Put simply, they’ll make checks that the company is genuine, legal and have rights to that domain. It helps prevent people creating duplicate sites and pretending to be a company.

This is an expensive process as meat-based computers (humans) have to be involved. Ours cost £249.99/year.

No warranty

Premium SSL certificates include a warranty. In theory, means that if the certificate fails, you’re covered. But it’s more complicated than that.

How does an SSL certificate fail?  They’re made of maths. If maths was prone to fail then reality as we know it would be…very different. So it’s not like the multiplication function suddenly starts subtracting or whatever.

What it really means is that the warranty covers your clients – not you – if the security of the certificate authority (such as GeoTrust) is breached, either through error or malice. Criminals could theoretically get hold of the certificate and use it to hack the security on your site or pretend to be you.

As far as we know – and we’d appreciate any evidence to the contrary – this has never happened. A warranty has never been paid out on.

But that doesn’t mean that it’s never gonna happen. If you run a multi-million turnover business, £250 is a relatively small expense compared to what could potentially happen if your customers lost billions…

However, we believe that for 99% of websites – including most businesses – a warranty isn’t necessary.

You have to use our domain nameservers

Let’s Encrypt wildcard certificates are only available using DNS (domain name system) Verification. For us to automate this process, we need to add the TXT record to your domain automatically. So we need to be in control of the domain’s DNS server.

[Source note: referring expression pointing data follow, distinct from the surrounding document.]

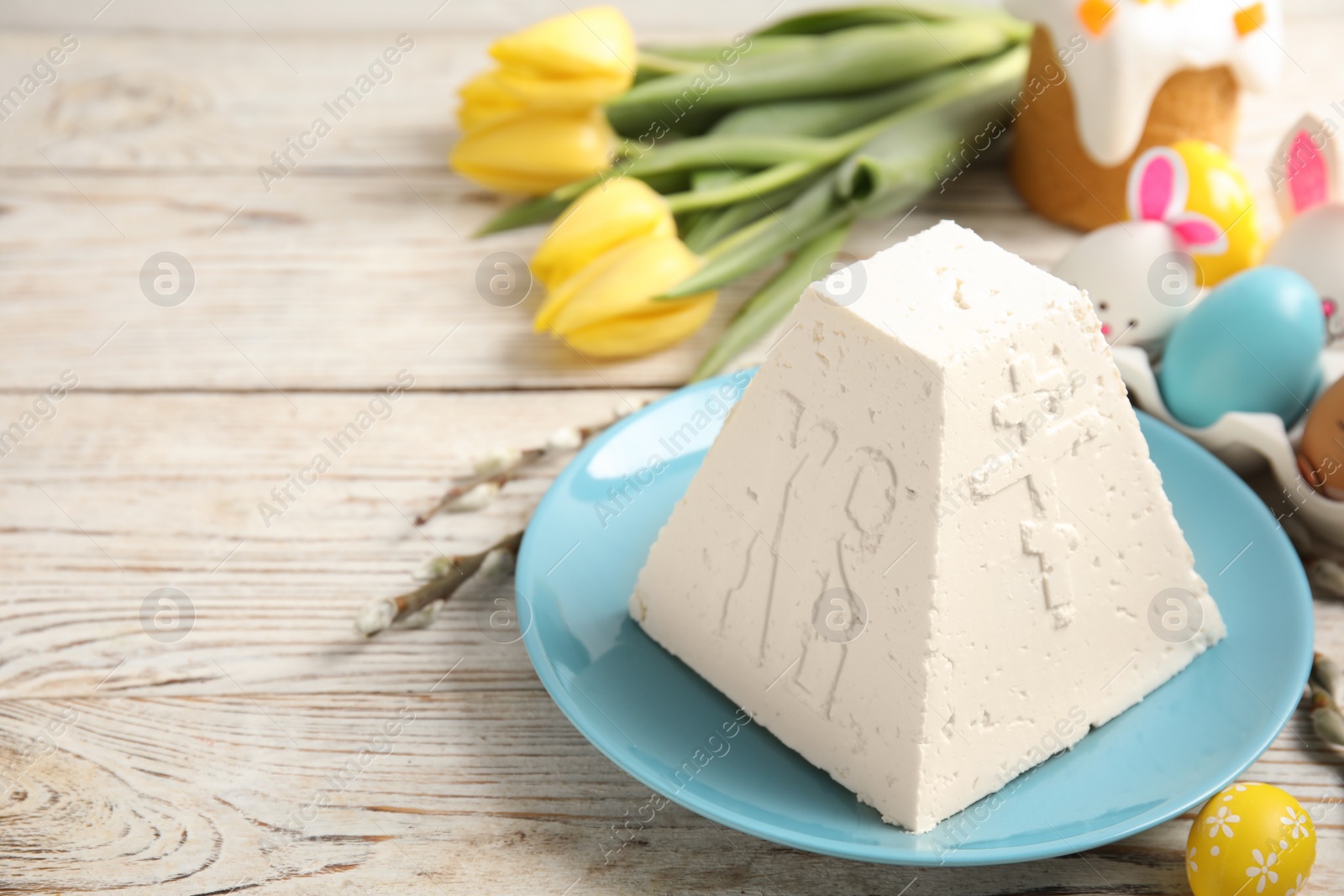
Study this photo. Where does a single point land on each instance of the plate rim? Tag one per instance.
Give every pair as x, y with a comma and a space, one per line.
954, 856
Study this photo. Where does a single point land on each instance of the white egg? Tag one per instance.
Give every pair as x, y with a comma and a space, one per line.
1137, 277
1314, 246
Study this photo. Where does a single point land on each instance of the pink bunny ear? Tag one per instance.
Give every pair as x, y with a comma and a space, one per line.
1158, 186
1304, 168
1200, 234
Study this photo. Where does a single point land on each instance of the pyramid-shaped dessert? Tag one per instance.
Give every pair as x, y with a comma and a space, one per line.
929, 547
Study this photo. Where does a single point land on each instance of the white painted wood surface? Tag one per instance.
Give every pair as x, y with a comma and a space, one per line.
188, 768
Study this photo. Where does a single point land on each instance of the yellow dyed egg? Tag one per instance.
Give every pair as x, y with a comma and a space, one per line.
1218, 188
1250, 840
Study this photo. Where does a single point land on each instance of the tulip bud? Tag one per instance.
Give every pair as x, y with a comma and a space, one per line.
608, 309
602, 217
535, 154
487, 101
644, 333
575, 45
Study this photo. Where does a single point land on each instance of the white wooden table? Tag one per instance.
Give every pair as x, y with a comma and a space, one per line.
246, 754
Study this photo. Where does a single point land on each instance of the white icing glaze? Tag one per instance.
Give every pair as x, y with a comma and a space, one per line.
1116, 76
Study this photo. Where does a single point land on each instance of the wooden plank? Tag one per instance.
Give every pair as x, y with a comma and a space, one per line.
339, 282
360, 262
454, 789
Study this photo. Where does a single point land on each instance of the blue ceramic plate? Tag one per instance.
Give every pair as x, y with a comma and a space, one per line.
651, 714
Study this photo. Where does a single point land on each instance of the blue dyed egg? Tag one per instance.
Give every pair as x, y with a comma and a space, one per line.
1252, 345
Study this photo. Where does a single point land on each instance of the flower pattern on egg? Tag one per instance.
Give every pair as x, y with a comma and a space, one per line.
1270, 855
1263, 869
1222, 822
1296, 821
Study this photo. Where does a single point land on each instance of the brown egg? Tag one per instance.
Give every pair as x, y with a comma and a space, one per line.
1321, 454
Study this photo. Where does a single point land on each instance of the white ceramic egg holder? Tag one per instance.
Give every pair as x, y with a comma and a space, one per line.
1245, 441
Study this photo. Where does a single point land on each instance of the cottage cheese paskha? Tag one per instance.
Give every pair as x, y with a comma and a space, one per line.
927, 548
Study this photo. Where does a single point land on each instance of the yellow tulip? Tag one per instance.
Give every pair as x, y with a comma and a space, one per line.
608, 308
487, 101
535, 123
602, 217
535, 154
1218, 188
596, 40
539, 92
643, 333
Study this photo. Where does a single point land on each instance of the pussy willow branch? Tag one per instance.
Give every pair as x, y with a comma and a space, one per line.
454, 573
503, 466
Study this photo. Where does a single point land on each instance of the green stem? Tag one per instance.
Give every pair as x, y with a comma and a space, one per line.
745, 188
844, 62
773, 302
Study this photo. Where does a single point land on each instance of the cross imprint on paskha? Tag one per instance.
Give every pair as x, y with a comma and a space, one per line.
1039, 448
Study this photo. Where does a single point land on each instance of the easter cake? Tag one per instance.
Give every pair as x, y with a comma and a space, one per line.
929, 548
1112, 78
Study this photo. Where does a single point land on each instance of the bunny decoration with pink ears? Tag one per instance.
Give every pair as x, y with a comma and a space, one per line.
1140, 275
1307, 184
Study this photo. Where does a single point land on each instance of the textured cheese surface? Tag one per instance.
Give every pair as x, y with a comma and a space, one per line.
925, 547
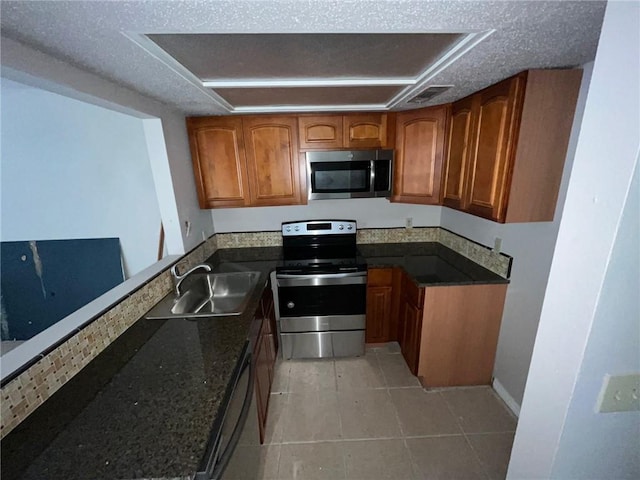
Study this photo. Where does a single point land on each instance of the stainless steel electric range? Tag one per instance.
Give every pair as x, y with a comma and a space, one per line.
320, 289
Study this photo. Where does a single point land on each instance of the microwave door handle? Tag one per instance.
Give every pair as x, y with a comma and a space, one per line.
372, 177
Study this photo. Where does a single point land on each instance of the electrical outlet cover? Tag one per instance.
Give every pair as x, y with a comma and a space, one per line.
620, 393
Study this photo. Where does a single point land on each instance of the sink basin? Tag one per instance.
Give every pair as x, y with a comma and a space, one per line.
208, 294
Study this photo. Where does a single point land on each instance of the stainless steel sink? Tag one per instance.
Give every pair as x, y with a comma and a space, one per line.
208, 294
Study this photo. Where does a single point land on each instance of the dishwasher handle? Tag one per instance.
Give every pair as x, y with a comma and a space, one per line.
223, 461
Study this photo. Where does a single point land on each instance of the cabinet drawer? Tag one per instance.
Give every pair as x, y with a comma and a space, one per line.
413, 292
379, 277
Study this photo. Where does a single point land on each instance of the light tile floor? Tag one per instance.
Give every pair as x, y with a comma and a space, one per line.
367, 418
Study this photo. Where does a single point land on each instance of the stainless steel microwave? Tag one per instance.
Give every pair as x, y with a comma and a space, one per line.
349, 174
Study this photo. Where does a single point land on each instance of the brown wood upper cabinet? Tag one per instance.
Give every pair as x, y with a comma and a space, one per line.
219, 163
420, 146
507, 145
354, 130
246, 161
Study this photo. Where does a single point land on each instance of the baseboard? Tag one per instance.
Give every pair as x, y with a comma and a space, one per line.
506, 398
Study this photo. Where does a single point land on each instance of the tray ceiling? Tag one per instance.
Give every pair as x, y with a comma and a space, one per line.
239, 56
311, 71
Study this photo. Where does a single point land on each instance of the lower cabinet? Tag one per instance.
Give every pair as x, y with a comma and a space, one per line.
379, 300
264, 354
410, 321
447, 334
459, 335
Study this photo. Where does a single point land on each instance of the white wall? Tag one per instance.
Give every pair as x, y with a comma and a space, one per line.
532, 246
368, 212
576, 305
23, 64
613, 348
73, 170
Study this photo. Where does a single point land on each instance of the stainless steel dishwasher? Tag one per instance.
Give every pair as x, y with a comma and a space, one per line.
236, 426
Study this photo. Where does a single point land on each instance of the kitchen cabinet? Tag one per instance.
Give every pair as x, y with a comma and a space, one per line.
507, 146
409, 330
457, 162
459, 334
447, 334
367, 130
271, 144
246, 161
219, 162
379, 301
264, 354
320, 131
353, 130
420, 147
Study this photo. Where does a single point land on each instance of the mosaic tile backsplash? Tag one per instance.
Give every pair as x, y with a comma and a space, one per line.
30, 389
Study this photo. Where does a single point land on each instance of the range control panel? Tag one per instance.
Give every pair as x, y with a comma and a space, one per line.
319, 227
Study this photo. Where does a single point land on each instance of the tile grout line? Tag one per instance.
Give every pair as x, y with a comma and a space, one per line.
466, 439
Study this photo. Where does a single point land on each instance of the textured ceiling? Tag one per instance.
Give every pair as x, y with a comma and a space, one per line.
99, 36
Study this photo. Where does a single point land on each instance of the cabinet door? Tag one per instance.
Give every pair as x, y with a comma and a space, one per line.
420, 141
365, 130
219, 166
459, 148
460, 334
320, 131
411, 321
378, 314
272, 160
493, 148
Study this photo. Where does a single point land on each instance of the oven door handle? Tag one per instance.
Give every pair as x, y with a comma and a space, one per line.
351, 278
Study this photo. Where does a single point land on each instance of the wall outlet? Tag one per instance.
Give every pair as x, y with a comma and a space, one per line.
620, 393
408, 223
497, 245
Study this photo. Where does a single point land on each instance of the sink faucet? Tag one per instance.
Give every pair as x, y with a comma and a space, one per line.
178, 279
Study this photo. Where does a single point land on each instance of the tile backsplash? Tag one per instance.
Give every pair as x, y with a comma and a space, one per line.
397, 235
31, 388
22, 395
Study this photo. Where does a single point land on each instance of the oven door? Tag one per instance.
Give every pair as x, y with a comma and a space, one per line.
322, 302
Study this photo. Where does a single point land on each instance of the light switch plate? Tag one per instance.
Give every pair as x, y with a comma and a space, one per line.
619, 393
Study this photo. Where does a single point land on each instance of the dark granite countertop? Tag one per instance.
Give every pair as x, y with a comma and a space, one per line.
428, 263
145, 406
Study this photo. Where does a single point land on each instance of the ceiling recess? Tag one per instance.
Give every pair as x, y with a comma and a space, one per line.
311, 72
429, 92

For example, if you were validating the domain for 20i.com, the validation subdomain would be _acme-challenge.20i.com. When the token is added to the DNS zone, the client tells LE to go ahead validating. LE will then make a DNS query towards the authoritative servers for the domain, and if they both match, issue the certificate.

We use wildcard certificates for your security and convenience. Services like the control panel, file manager and webmail system are all hosted on physically different servers – and in some cases, networks!

Using a single wildcard certificate and a single DNS Verification challenge means the process remains quick and simple. That way, it’s presented as a single click for you in our control panel.

But anyway

…all the good things about LE outweigh the bad, by a long, long way. I only mentioned those drawbacks for the sake of balance. 

So that’s why I (and all of 20i) ❤️ Let’s Encrypt.

If you have any feedback let us know below.

4 comments

  • Do you have any plans to allow Let’s Encrypt via A-record verification? This would be very useful for occasions when we aren’t able to control a client’s nameservers.

    • We don’t have plans to add any kind of verification outside of TXT record in the nameservers we control. If people need a free cert and they’re not on our NS, they can get one direct from LE and install it in My20i.

  • Fantastic you have included this in your hosting, its a real game changer especially for small starters with multiple websites who can’t afford SSL for each.

    One of the many reasons we moved over to you.